The National Consumer Credit Foundation, however, doesn’t expect much to change. It notes that 65 percent of people with medical debt have insurance.
The problem is that as health insurance premiums increase, people often buy lower-cost plans with higher deductibles. That, in turn, means they pay more out of their own pockets, which leads to unpaid bills and bankruptcies.

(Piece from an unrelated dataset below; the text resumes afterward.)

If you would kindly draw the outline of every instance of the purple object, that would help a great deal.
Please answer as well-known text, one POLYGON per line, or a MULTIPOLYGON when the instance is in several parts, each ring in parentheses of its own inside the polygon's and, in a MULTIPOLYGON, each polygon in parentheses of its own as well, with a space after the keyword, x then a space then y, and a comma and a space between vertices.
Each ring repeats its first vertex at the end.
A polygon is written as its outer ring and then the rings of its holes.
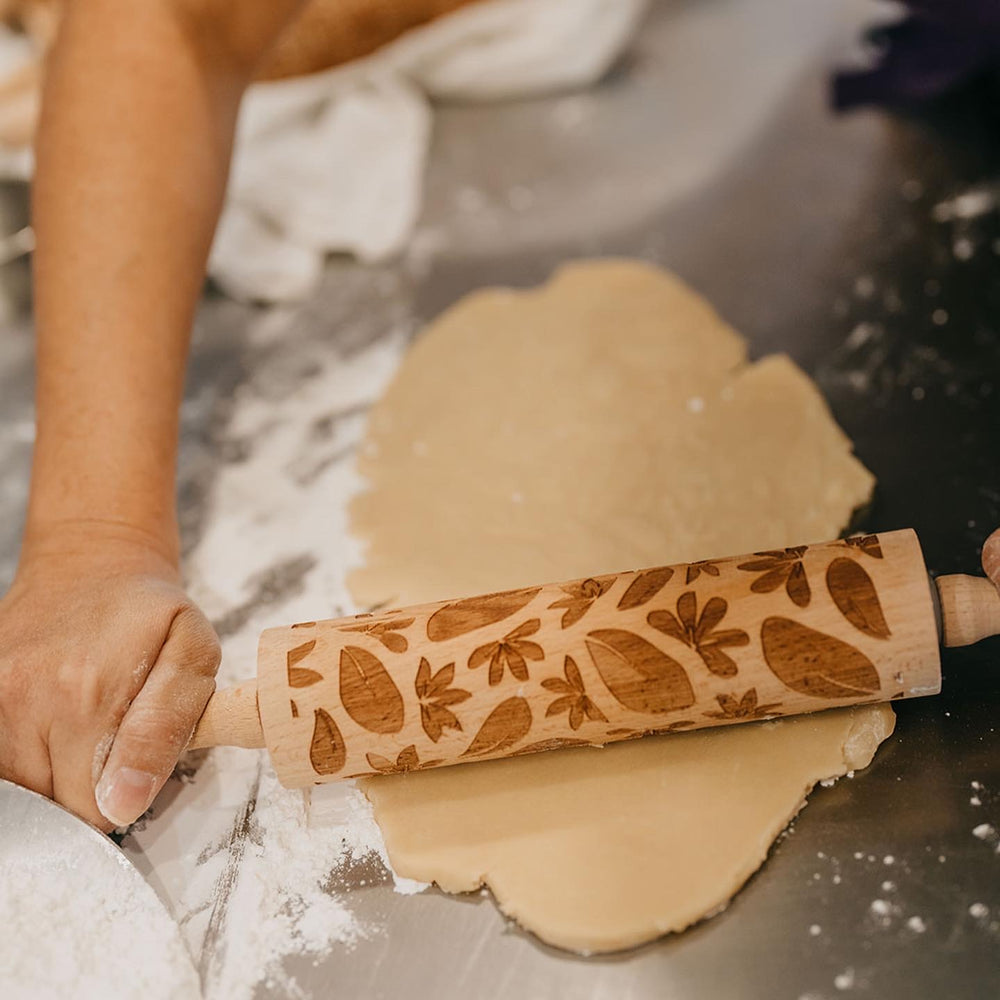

Scialdone said that has been Memorial’s experience as well.
“We have seen so many more people with high-deductible plans that just don’t have the $5,000 out-of-pocket to pay the deductible,” he said. “Or they don’t have the money for higher co-pays.”
Those points were not addressed under the recently passed reforms in Congress.
Colorado Springs bankruptcy attorney Vincent Rahaman said 90 percent of his business comes from families struggling to pay medical bills.
“I have one family that has a special-needs child, and their insurance just doesn’t cover everything that child needs,” he said. “So they ended up behind in their mortgage, in their credit cards. And they still can’t pay off their debts.”
A single catastrophic illness can just as easily land people in trouble.
While Memorial has taken a more patient approach with patients, many hospitals will turn to aggressive collection agencies that buy the debt for pennies on the dollar, he said. And then collecting the full amount becomes the business of the collection company.
“I don’t think they are any meaner or nastier now than they have been,” Rahaman said. “But they are pretty aggressive, and it can be scary.”
Memorial still turns over debt to collection companies, but it waits longer before it does so, Scialdone said.
Despite its reforms, the city-owned hospital still had $52 million in bad debt on its books in 2009.
“We always budget for it, and we’re happy if we can keep it below the number we budget it,” Scialdone said. “That makes a difference for our bottom line.”